Badiou's use of set theory in this manner is not just illustrative or heuristic. Badiou uses the axioms of Zermelo–Fraenkel set theory to identify the relationship of being to history, Nature, the State, and God. Most significantly this use means that (as with set theory) there is a strict prohibition on self-belonging; a set cannot contain or belong to itself. This results from the axiom of foundation – or the axiom of regularity – which enacts such a prohibition (cf. p. 190 in Being and Event). (This axiom states that every non-empty set A contains an element y that is disjoint from A.) Badiou's philosophy draws two major implications from this prohibition. Firstly, it secures the inexistence of the 'one': there cannot be a grand overarching set, and thus it is fallacious to conceive of a grand cosmos, a whole Nature, or a Being of God. Badiou is therefore – against Georg Cantor, from whom he draws heavily – staunchly atheist. However, secondly, this prohibition prompts him to introduce the event. Because, according to Badiou, the axiom of foundation 'founds' all sets in the void, it ties all being to the historico-social situation of the multiplicities of de-centred sets – thereby effacing the positivity of subjective action, or an entirely 'new' occurrence. And whilst this is acceptable ontologically, it is unacceptable, Badiou holds, philosophically. Set theory mathematics has consequently 'pragmatically abandoned' an area which philosophy cannot. And so, Badiou argues, there is therefore only one possibility remaining: that ontology can say nothing about the event.
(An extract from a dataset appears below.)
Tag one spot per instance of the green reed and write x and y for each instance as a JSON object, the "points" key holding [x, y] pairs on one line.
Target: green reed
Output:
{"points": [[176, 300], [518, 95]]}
Several critics have questioned Badiou's use of mathematics. Mathematician Alan Sokal and physicist Jean Bricmont write that Badiou proposes, with seemingly "utter seriousness," a blending of psychoanalysis, politics and set theory that they contend is preposterous. Similarly, philosopher and aesthetics writer Roger Scruton has questioned Badiou's grasp of the foundation of mathematics, writing in 2012:
There is no evidence that I can find in Being and Event that the author really understands what he is talking about when he invokes (as he constantly does) Georg Cantor's theory of transfinite cardinals, the axioms of set theory, Gödel's incompleteness proof or Paul Cohen's proof of the independence of the continuum hypothesis. When these things appear in Badiou's texts it is always allusively, with fragments of symbolism detached from the context that endows them with sense, and often with free variables and bound variables colliding randomly. No proof is clearly stated or examined, and the jargon of set theory is waved like a magician's wand, to give authority to bursts of all but unintelligible metaphysics.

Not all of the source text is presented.